This week’s Indiana Supreme Court ruling upholding the requirement that voters show a picture ID to vote really wasn’t much of a surprise, considering case law. However, it does represent an important reform to stop years of egregious frauds committed by slimy characters from both parties.
I once followed a suspicious voter between three polling sites where she cast ballots, before I was able to get an official in place to challenge her at a fourth site. At the time, all she had to do was give a name, no ID, and sign in the poll book. The unusual thing was catching someone in the act, not the act itself.
Electronic voting systems have come to most counties and the age-old game of tweaking paper ballots and machines has largely passed into the ashbin of history. However, absentee balloting continues to be a gaping hole in Indiana elections.

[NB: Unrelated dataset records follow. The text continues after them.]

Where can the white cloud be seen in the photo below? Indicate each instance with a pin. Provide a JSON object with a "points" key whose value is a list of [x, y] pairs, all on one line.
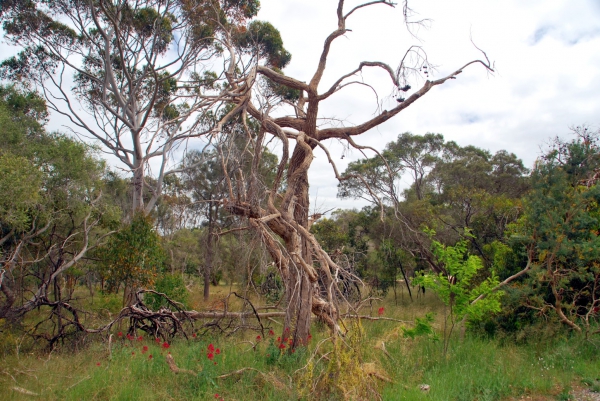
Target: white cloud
{"points": [[546, 54]]}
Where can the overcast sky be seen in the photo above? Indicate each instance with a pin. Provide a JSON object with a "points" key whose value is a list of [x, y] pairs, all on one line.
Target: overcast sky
{"points": [[546, 54]]}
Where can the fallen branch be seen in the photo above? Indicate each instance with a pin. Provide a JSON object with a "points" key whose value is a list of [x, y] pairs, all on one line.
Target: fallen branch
{"points": [[239, 372], [24, 391], [367, 317], [233, 315]]}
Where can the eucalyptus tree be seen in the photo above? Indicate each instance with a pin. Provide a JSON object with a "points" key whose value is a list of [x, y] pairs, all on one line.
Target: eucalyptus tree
{"points": [[138, 68], [288, 110], [51, 209], [129, 74]]}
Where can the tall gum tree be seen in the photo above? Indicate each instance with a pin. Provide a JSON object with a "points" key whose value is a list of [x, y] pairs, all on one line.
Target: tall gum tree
{"points": [[128, 74], [282, 216]]}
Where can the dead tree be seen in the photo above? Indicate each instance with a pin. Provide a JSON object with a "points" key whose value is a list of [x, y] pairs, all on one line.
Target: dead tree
{"points": [[281, 216]]}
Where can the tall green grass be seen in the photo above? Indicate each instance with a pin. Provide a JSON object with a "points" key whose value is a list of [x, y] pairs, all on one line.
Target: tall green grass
{"points": [[474, 368]]}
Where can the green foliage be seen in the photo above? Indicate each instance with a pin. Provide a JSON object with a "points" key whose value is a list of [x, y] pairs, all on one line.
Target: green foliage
{"points": [[458, 287], [264, 39], [133, 256], [422, 328], [560, 228], [173, 286]]}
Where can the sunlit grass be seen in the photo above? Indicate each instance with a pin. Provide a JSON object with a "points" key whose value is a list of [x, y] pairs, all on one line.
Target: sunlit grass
{"points": [[473, 369]]}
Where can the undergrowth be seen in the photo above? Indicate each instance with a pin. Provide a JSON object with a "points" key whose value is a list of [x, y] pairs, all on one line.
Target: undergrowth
{"points": [[376, 359]]}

A voter casting an “absentee ballot” simply files a basic application indicating they will not be able to physically go to a polling site on Election Day. A ballot is then mailed to their residence to be filled out and returned by mail.
Convenient? Yes. Secure and fraud-free? No.

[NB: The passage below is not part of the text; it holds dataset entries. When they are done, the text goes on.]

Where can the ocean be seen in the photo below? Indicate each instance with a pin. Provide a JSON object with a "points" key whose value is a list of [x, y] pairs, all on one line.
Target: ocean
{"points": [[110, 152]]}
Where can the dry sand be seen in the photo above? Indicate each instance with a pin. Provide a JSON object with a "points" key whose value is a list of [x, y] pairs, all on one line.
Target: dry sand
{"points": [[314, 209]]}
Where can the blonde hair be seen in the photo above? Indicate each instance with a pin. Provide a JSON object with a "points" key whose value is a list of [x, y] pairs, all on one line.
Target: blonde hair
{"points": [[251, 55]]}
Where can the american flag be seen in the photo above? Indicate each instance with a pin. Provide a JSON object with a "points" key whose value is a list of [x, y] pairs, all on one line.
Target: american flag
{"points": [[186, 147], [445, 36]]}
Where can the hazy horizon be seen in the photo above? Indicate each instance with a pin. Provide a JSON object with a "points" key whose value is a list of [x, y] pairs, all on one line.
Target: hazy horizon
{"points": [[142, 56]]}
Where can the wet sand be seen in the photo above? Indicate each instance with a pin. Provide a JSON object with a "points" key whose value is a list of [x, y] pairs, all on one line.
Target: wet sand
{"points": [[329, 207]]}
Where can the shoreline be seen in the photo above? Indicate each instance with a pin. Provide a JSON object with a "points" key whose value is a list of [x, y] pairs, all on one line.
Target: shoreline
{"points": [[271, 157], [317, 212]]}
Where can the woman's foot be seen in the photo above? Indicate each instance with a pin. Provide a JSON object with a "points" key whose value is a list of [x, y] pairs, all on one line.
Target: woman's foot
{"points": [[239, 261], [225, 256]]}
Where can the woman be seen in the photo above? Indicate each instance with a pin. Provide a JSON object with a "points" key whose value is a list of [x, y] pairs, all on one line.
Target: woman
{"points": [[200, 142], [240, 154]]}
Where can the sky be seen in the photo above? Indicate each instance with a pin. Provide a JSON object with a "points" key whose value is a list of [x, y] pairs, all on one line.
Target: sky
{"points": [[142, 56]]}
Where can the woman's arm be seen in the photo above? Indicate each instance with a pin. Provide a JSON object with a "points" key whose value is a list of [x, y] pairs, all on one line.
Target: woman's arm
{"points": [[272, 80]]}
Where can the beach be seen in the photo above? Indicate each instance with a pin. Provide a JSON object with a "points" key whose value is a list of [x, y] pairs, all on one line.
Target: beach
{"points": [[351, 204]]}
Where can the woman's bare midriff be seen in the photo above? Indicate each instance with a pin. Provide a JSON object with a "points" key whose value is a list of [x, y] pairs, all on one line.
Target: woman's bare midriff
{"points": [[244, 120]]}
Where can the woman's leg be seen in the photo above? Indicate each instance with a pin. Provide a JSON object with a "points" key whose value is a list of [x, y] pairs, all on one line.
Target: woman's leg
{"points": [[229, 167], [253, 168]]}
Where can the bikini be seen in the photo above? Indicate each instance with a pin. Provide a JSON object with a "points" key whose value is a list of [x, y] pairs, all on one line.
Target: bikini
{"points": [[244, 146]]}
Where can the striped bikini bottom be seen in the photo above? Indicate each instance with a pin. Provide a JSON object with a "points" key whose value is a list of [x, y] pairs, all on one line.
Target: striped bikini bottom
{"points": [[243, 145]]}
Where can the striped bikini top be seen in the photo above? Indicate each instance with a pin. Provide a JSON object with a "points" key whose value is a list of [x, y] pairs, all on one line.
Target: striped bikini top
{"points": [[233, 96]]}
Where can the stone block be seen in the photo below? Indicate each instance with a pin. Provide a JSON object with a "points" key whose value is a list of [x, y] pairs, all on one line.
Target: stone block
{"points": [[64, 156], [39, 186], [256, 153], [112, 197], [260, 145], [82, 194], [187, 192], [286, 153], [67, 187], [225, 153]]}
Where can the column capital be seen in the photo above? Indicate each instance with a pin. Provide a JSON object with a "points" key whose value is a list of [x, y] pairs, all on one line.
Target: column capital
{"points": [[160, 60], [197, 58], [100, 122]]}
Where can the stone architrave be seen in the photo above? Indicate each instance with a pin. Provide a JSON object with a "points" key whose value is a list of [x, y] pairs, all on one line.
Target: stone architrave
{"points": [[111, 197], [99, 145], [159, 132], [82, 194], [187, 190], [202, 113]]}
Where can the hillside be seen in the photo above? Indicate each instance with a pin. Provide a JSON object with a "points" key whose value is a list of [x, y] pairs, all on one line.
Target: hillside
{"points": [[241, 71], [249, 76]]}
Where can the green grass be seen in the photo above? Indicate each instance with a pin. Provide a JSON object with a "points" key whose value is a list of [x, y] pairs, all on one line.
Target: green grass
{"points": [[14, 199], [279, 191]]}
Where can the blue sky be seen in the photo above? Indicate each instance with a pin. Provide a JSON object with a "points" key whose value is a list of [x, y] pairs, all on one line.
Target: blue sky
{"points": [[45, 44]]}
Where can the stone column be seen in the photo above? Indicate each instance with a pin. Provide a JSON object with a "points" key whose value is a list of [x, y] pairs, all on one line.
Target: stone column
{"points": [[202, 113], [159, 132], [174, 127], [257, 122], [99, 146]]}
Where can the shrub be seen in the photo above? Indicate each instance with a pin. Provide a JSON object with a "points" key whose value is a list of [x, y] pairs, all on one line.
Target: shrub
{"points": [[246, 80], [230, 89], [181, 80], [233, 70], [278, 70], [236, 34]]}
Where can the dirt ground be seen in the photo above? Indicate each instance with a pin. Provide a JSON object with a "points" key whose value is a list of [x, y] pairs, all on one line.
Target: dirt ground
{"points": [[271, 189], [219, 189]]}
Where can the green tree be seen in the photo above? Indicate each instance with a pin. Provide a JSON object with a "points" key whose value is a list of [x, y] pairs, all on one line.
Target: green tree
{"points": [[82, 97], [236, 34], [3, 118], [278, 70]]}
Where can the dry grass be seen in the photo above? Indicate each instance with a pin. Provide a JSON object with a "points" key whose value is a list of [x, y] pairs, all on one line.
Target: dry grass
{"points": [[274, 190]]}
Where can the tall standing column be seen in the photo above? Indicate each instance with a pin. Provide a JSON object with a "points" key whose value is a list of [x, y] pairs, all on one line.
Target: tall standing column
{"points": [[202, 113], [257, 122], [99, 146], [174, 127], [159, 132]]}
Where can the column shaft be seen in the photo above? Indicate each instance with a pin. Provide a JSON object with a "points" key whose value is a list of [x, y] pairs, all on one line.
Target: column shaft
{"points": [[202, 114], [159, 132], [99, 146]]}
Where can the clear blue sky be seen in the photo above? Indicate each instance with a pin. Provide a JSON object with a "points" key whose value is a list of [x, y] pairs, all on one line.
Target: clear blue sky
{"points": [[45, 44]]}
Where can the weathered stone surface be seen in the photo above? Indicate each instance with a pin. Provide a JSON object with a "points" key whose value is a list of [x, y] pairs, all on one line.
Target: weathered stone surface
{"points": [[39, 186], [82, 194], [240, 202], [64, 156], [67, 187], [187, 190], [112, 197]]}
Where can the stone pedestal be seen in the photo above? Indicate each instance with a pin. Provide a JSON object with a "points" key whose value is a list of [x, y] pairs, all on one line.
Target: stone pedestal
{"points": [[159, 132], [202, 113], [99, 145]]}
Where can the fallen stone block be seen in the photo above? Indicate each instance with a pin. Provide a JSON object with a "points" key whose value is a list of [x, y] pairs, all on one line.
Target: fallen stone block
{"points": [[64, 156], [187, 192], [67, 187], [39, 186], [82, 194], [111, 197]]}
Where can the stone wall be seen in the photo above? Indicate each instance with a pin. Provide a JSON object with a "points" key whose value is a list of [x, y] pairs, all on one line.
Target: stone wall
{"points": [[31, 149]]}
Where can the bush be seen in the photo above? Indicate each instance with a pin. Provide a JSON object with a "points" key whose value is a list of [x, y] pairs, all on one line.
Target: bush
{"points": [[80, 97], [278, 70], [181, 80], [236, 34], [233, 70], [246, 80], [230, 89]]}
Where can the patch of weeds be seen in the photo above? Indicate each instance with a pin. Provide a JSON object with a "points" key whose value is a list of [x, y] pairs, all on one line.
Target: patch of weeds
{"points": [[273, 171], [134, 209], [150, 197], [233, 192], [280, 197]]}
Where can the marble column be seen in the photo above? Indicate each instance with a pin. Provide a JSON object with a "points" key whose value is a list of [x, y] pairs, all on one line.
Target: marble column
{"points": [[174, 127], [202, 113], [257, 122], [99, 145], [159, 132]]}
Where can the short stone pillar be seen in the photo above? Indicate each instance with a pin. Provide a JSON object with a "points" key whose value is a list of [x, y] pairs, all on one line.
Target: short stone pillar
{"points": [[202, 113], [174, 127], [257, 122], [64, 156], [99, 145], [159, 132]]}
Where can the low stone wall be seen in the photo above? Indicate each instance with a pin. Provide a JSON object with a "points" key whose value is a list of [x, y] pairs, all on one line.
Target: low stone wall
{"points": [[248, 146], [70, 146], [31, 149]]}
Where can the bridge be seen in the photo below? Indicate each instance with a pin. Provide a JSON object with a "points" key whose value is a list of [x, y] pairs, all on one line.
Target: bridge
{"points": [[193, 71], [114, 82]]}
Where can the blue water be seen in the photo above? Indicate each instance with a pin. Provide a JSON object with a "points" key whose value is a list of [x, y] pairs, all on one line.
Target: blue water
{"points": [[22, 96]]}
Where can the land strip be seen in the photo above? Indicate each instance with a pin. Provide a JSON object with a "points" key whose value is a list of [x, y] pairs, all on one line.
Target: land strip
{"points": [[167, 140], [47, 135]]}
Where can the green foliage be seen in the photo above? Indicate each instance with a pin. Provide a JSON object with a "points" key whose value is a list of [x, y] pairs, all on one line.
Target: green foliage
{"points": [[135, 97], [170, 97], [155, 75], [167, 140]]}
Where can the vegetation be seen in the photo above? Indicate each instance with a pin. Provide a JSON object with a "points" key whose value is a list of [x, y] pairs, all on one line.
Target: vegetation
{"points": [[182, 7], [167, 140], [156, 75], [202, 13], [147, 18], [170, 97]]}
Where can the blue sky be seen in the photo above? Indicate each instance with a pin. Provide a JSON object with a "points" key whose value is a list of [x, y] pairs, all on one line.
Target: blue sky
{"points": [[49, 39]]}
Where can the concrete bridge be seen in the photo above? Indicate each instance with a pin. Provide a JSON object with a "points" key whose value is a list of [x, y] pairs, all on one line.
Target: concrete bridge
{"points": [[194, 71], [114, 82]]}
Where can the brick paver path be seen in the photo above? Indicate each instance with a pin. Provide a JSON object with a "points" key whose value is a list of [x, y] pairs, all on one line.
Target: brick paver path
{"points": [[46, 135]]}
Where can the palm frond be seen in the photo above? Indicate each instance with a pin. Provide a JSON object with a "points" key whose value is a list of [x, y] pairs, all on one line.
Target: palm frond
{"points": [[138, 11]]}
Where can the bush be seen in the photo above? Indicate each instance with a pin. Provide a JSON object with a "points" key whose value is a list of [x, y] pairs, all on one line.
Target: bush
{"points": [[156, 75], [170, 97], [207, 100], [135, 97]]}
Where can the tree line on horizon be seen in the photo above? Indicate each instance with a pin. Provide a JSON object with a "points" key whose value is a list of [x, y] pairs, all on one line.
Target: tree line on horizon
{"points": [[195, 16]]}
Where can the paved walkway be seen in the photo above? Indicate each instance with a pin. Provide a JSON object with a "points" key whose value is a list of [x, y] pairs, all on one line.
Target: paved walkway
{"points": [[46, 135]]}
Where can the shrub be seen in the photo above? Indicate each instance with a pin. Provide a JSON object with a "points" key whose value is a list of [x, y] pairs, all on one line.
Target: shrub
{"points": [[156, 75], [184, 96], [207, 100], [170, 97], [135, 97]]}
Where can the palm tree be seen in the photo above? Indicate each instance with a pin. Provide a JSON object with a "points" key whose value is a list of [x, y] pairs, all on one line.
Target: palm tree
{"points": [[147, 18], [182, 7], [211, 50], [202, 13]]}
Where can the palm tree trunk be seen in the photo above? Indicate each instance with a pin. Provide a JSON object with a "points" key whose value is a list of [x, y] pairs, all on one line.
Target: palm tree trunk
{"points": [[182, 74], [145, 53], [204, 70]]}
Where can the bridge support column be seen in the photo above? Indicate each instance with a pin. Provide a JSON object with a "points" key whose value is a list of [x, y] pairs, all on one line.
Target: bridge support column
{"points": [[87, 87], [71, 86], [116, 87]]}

Slimy political agents hang around mailboxes to collect applications and ballots they filed for eligible or not eligible (dead, moved, non-citizen, etc.). Absentee ballots are cast from voters at homes that don’t exist. Small rental homes or single apartments can be found from which dozens of absentee votes are cast. The list goes on.
Prosecutions in this state for voter fraud are up, but you’ll find the cases are almost always about absentee ballot abuses.